Поэт Голенищев-Кутузов памяти Маруси посвятил стихи:
Кругом весна, цветы, веселье, И зной, и блеск со всех сторон — А смерть толкает в подземелье, В холодный мрак на вечный сон.Антокольский, по заказу ее матери З. С. Остроги, поставил памятник на могиле. Европа, где тесно, не в пример России, где широко, — уважает и чтит предков. Памятник Оболенской и ныне можно увидеть на кладбище Монте Тестаччио. Он очень прост и ничем не поражает. Перед открытой дверью гробницы — три широкие ступени. На ступенях сидит девушка. Волосы ниспадают свободно. Рука в руке, голова чуть опущена. Лицо хорошее, ясное, она пытается думать о вечном, но мысли ускользают, и на губах вот-вот проступит улыбка.

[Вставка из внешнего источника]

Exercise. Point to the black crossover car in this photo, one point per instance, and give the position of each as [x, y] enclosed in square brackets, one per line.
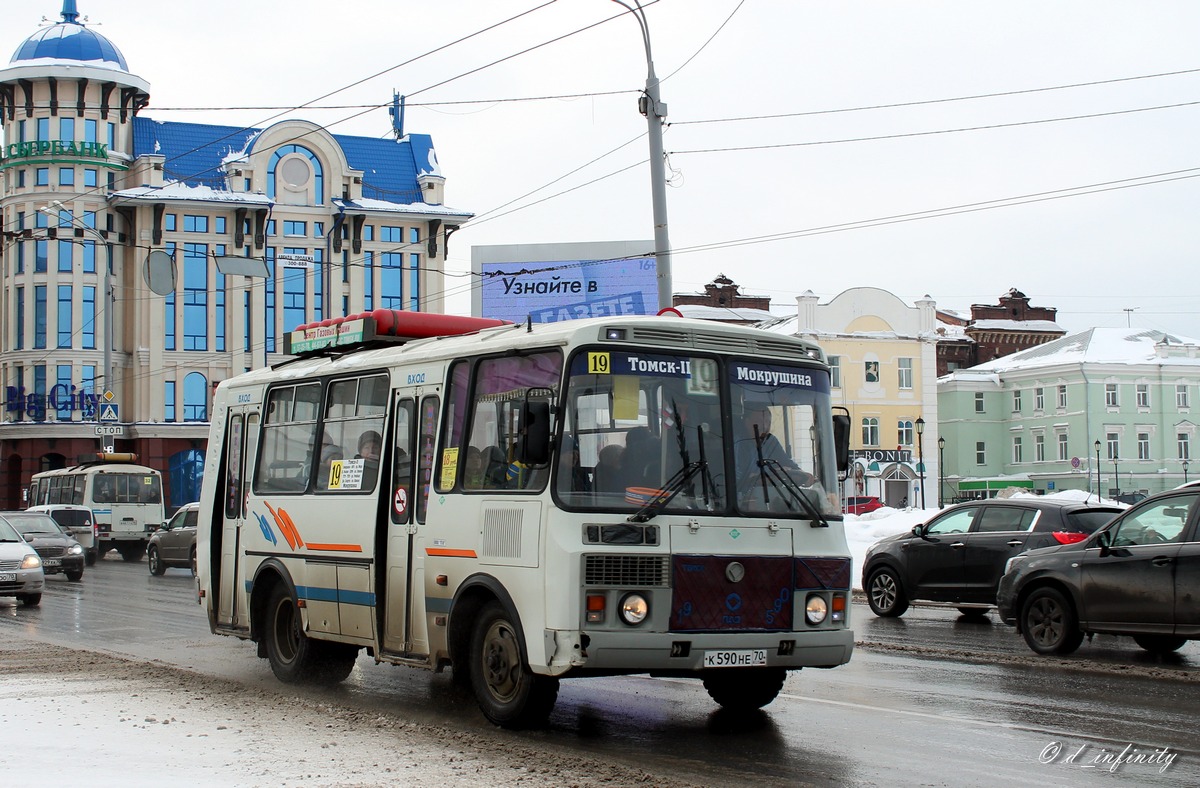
[1138, 576]
[959, 555]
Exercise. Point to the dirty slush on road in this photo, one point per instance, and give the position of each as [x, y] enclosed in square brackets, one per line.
[131, 722]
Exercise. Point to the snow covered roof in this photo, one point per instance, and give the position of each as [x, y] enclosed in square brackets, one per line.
[1103, 346]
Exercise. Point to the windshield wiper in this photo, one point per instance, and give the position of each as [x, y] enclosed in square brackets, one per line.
[774, 471]
[673, 487]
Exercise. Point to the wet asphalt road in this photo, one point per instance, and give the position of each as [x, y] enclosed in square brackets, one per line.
[930, 698]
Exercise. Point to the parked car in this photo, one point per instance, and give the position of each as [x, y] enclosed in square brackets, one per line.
[77, 519]
[959, 555]
[174, 543]
[861, 505]
[1138, 576]
[21, 567]
[55, 546]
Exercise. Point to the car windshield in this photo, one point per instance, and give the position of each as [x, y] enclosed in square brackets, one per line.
[659, 432]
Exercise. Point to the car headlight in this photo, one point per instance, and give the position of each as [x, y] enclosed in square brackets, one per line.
[816, 609]
[634, 609]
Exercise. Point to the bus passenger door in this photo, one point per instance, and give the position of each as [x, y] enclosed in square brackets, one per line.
[241, 438]
[396, 582]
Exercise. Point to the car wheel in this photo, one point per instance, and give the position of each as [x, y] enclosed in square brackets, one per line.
[155, 561]
[1159, 643]
[745, 689]
[294, 656]
[509, 693]
[885, 595]
[1049, 624]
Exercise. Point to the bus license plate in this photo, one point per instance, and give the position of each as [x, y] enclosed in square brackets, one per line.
[754, 659]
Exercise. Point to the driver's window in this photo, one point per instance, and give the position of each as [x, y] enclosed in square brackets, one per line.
[958, 522]
[1156, 523]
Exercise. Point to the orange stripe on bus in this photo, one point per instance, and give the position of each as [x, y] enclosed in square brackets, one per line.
[336, 548]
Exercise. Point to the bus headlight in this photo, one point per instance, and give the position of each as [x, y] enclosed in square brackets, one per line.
[634, 609]
[815, 609]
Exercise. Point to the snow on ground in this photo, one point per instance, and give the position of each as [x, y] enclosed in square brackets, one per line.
[863, 530]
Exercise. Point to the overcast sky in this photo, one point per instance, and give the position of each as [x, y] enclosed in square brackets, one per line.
[1111, 258]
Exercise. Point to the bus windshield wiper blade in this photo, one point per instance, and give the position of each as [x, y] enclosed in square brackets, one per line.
[673, 487]
[781, 480]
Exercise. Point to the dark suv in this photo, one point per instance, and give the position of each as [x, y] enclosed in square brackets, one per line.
[960, 554]
[1138, 576]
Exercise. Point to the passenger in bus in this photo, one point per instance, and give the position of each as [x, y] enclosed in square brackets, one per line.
[370, 445]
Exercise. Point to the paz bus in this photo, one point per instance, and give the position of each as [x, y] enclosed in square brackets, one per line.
[527, 503]
[125, 499]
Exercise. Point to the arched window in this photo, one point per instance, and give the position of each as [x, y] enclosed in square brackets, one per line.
[186, 473]
[294, 176]
[196, 397]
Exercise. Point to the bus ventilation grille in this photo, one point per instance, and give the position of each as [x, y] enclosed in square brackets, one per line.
[635, 571]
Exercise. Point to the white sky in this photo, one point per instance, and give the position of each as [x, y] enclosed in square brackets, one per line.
[1092, 257]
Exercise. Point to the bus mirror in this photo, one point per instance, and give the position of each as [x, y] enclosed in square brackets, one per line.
[533, 441]
[841, 438]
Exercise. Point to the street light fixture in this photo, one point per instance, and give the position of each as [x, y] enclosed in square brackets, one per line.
[57, 212]
[941, 469]
[655, 115]
[921, 457]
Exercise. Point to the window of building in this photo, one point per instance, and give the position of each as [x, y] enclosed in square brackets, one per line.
[196, 397]
[870, 432]
[65, 312]
[196, 223]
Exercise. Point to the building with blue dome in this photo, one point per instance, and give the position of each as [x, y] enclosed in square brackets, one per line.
[145, 260]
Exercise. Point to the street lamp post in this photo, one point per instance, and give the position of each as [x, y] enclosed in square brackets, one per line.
[921, 457]
[57, 211]
[655, 114]
[941, 469]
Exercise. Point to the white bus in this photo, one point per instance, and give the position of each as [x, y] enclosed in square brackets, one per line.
[552, 500]
[124, 497]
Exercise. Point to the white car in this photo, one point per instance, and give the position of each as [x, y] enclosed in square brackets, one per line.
[21, 569]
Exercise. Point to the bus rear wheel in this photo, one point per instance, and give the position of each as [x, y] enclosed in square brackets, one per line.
[744, 689]
[508, 692]
[294, 656]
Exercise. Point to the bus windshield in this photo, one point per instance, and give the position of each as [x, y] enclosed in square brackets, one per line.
[714, 434]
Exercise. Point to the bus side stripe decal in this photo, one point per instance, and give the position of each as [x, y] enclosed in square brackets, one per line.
[447, 552]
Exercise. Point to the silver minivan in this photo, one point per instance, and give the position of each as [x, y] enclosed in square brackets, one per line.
[77, 519]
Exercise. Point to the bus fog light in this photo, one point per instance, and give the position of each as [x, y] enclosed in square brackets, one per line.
[634, 609]
[815, 609]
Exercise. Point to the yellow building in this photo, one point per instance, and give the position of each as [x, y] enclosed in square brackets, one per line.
[883, 356]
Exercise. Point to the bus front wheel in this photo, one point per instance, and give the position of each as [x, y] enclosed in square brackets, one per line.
[744, 689]
[294, 656]
[508, 692]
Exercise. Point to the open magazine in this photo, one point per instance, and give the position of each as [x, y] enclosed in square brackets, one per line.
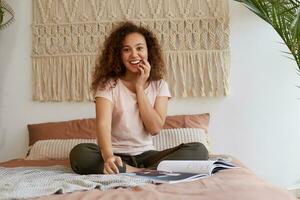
[174, 171]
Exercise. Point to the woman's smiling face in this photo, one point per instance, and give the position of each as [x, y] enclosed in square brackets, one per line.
[134, 50]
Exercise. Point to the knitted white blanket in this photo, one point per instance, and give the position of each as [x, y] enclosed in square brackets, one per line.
[29, 182]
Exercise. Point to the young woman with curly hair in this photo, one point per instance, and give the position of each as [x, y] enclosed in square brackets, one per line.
[131, 100]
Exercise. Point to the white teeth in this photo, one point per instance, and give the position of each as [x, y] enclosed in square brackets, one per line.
[135, 62]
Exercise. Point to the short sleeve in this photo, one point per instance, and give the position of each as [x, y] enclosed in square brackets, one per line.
[104, 93]
[164, 89]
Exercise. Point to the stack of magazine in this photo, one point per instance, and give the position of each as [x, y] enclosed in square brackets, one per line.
[175, 171]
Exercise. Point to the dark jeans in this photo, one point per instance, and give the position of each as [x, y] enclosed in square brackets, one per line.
[86, 158]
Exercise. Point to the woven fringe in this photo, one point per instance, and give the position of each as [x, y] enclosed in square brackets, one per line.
[64, 78]
[204, 73]
[190, 74]
[194, 35]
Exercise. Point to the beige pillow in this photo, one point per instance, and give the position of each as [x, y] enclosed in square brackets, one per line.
[60, 149]
[86, 128]
[54, 149]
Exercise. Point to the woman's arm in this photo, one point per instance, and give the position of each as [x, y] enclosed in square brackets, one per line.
[103, 129]
[153, 118]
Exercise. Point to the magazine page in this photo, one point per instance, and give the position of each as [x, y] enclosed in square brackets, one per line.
[189, 166]
[194, 166]
[166, 177]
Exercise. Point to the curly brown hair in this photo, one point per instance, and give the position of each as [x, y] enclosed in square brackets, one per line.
[109, 65]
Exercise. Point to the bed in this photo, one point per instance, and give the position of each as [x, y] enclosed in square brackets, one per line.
[45, 173]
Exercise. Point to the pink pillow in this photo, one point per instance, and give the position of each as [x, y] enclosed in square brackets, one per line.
[86, 128]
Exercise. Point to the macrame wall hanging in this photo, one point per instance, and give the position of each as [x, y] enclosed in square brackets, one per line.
[194, 35]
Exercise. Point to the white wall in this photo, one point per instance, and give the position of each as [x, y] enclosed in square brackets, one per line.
[258, 122]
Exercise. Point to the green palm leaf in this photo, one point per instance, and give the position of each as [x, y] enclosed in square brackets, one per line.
[284, 16]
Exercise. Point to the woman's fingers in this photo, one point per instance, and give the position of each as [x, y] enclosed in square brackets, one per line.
[111, 165]
[119, 162]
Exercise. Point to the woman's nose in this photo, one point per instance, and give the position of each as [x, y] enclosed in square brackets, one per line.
[134, 53]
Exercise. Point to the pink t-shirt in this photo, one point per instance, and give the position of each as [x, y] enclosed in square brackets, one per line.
[128, 133]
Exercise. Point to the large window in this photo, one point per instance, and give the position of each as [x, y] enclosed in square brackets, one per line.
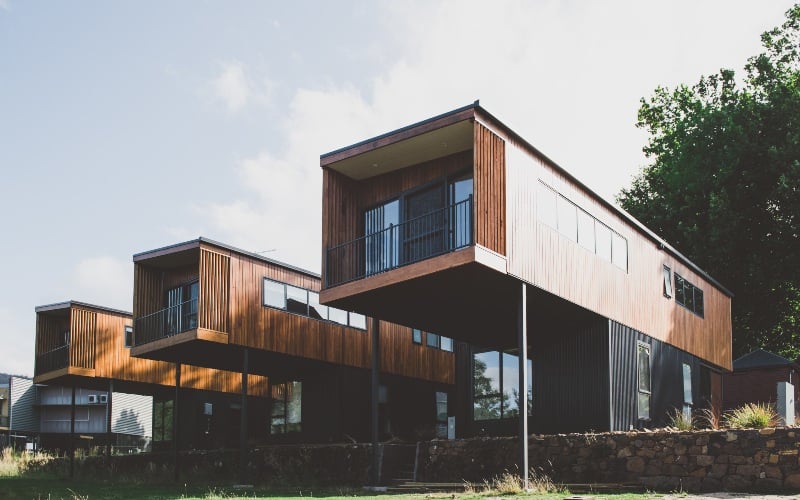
[162, 420]
[688, 295]
[643, 376]
[305, 302]
[418, 224]
[495, 385]
[287, 408]
[581, 227]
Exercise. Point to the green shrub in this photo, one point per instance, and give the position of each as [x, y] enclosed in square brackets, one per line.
[751, 416]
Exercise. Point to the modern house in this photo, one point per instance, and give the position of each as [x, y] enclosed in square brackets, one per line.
[755, 379]
[209, 304]
[89, 385]
[459, 226]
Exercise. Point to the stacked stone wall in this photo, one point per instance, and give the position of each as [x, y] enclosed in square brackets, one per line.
[730, 460]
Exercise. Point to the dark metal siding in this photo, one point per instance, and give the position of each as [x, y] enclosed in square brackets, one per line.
[570, 378]
[666, 375]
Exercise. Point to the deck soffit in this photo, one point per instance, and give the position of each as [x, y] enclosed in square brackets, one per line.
[426, 146]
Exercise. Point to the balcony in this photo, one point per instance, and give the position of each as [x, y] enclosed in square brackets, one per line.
[435, 233]
[166, 323]
[55, 359]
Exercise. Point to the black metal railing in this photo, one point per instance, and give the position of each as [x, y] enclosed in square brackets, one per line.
[165, 323]
[435, 233]
[54, 359]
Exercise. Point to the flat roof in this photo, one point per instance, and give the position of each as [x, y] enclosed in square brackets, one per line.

Непонятно, чего ради Антокольский избежал портретного сходства. Впрочем, Стасов, как всегда, остался благосклонен к Антокольскому, и, как всегда, похвала его была чрезмерной: «Я не знаю другого подобного памятника в целой Европе».
Поленов написал небольшую картину «Кипарисы на кладбище» и портрет любимой. Он подарил портрет Марусиной матери. Жизнь как игра для него кончилась.
Савва Иванович с утра и до обеда пропадал в мастерской Антокольского. Теперь это была уже настоящая учеба, сам Мордух работал над эскизом надгробного памятника Николаю Алексеевичу Милютину. Об этом заказе хлопотал Тургенев, но душу и время Антокольский отдавал своему «Христу». Мысль мастера вполне определилась. Он лепил Христа перед судом народа. Работал много и быстро, но до бронзы, до мрамора было еще далеко. Пока что руки доверяли одной глине. Из глины ведь и человек создан. Божественный материал.
— Я хочу, чтобы глядя на Христа, зритель видел не только подлость и низость фарисейства, — говорил Мордух Савве Ивановичу, — я хочу, чтобы зритель видел несчастье великого слепого. Великий слепой для меня — народ. Народ был свидетелем, как слово Христа избавляет от смерти, и шел за ним, и стелил ему путь своими одеждами. И тот же самый народ повторил ложь фарисеев и пожелал видеть Спасителя своего распятым.
Мамонтов приходил в мастерскую в восемь утра, а Мордух работал с шести. Всякий день Савва Иванович видел перемену в облике Христа, иногда совершенно неуловимую, но явственную. Приходилось думать, искать, что поменял ваятель, какой штрих добавил, убрал…
Однажды Савва Иванович долго сидел перед эскизом бюста Милютина.
— Мордух, почему вы так редко подходите к этой работе?
— Потому что за нее мне могут заплатить деньги, за Христа денег не дадут. Христа Антокольскому заказал Мордух.
— Шутка хорошая, но я не могу понять подлинной причины.
— Савва Иванович, Христос и через тысячу лет будет Христос, а кто таков Милютин? Через двадцать лет ни единый человек в России не вспомнит, кто это.
— Возможно, — согласился Савва Иванович, — но забывчивость не прибавит нам чести. Федор Васильевич Чижов, мой компаньон и учитель, очень горевал по Николаю Алексеевичу. Россия клянет чиновников единым чохом, а ведь всем лучшим, что есть у нас, мы обязаны тайным и статским советникам.